Annual Recurring Revenue Vs
Revenue.

Updated

It is easy to confuse ARR and revenue because they are quoted in the same units (dollars) and sound similar. They tell different stories. ARR is "what is my contracted run-rate going forward?" Revenue is "what did I actually earn last period?" A subscription business uses both — for different audiences and decisions.

The key differences

  • Time orientation. ARR is forward-looking (the next 12 months at current run-rate). Revenue is backward-looking (the past period).
  • What it includes. ARR includes only recurring subscription charges. Revenue includes everything — one-time purchases, shipping, add-ons, tax-net amounts.
  • How it is measured. ARR is calculated from active subscriptions at a point in time. Revenue is recognized over time under accounting rules (often GAAP or IFRS).
  • Audience. ARR is the operator's and investor's metric. Revenue is the accountant's and tax authority's metric.

When the two diverge

For a pure monthly-billed Shopify subscription store, ARR and annual revenue from subscriptions should be close — within 5–10% of each other, with the gap from churn, pauses, and timing. For a business with significant prepay revenue, the gap is bigger: ARR shows the steady run-rate, but actual revenue recognized in any quarter is influenced by when prepay customers signed up. For a business with substantial one-time product sales alongside subscriptions, ARR will be much lower than total revenue.

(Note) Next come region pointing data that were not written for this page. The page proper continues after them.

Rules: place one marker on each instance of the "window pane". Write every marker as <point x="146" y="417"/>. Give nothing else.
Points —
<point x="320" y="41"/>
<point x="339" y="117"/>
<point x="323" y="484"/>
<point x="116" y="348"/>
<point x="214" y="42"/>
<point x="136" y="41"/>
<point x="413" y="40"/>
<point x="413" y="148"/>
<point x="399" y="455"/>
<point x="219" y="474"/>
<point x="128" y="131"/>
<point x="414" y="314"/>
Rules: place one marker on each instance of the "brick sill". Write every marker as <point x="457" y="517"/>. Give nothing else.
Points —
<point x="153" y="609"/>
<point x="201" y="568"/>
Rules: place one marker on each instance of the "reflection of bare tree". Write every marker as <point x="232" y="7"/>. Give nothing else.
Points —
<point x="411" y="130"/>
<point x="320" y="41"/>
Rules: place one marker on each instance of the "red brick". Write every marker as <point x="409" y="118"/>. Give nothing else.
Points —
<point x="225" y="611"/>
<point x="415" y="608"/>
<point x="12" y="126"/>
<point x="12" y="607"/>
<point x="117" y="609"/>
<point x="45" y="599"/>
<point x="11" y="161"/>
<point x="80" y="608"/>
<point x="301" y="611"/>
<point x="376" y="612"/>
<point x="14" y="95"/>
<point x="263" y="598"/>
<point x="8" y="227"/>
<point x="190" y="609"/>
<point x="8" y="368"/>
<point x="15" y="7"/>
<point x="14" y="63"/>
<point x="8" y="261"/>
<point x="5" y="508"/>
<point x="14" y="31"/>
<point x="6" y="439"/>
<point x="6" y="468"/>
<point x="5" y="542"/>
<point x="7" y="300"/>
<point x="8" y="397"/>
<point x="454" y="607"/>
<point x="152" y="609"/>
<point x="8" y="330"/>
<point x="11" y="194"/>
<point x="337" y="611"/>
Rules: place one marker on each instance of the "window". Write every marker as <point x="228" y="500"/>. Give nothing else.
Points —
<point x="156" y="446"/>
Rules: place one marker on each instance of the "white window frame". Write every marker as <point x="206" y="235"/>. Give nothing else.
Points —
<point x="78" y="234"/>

Which one to report to whom

  1. Internal operating reviews — track both. ARR for the forward picture, revenue for the actual delivery.
  2. Board and investor updates — ARR is the headline. Revenue confirms it.
  3. Tax and accounting — revenue is the only metric that matters; ARR has no accounting standing.
  4. Public benchmarking — ARR is the comparable metric across subscription companies. Revenue is too contaminated by one-time sales.

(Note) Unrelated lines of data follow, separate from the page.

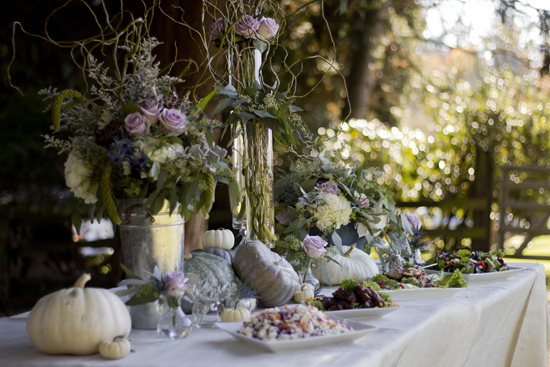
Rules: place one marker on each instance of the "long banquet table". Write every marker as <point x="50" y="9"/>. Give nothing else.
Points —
<point x="495" y="323"/>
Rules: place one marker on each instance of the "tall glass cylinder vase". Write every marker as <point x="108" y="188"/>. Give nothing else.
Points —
<point x="147" y="241"/>
<point x="252" y="155"/>
<point x="258" y="185"/>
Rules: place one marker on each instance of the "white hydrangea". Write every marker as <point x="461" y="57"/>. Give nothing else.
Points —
<point x="334" y="212"/>
<point x="159" y="155"/>
<point x="77" y="177"/>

See annual recurring revenue for the calculation details and revenue recognition for the accounting side.

Frequently Asked Questions

Is ARR the same as annual revenue?

No. ARR is the run-rate of recurring contracts at a point in time, projected forward 12 months. Annual revenue is the actual money earned in a 12-month period, including one-time sales. They overlap but are not identical.

Which number should I report to investors?

Both, but ARR is usually the headline for a subscription business because it is forward-looking and comparable across companies. Revenue is the audited confirmation of historical performance. Most subscription investor decks lead with ARR and footnote revenue.

Why is my ARR higher than my actual revenue?

ARR assumes the current run-rate continues for 12 months. Your actual recognized revenue is lower because (a) the period in question included months when ARR was lower, (b) some revenue is deferred, or (c) ARR excludes things that are not recurring subscriptions.

Does revenue recognition affect ARR?

No directly — ARR is calculated from active contracts, not from recognized revenue. Revenue recognition affects how prepay subscriptions show up in your income statement, but the underlying ARR number is the same.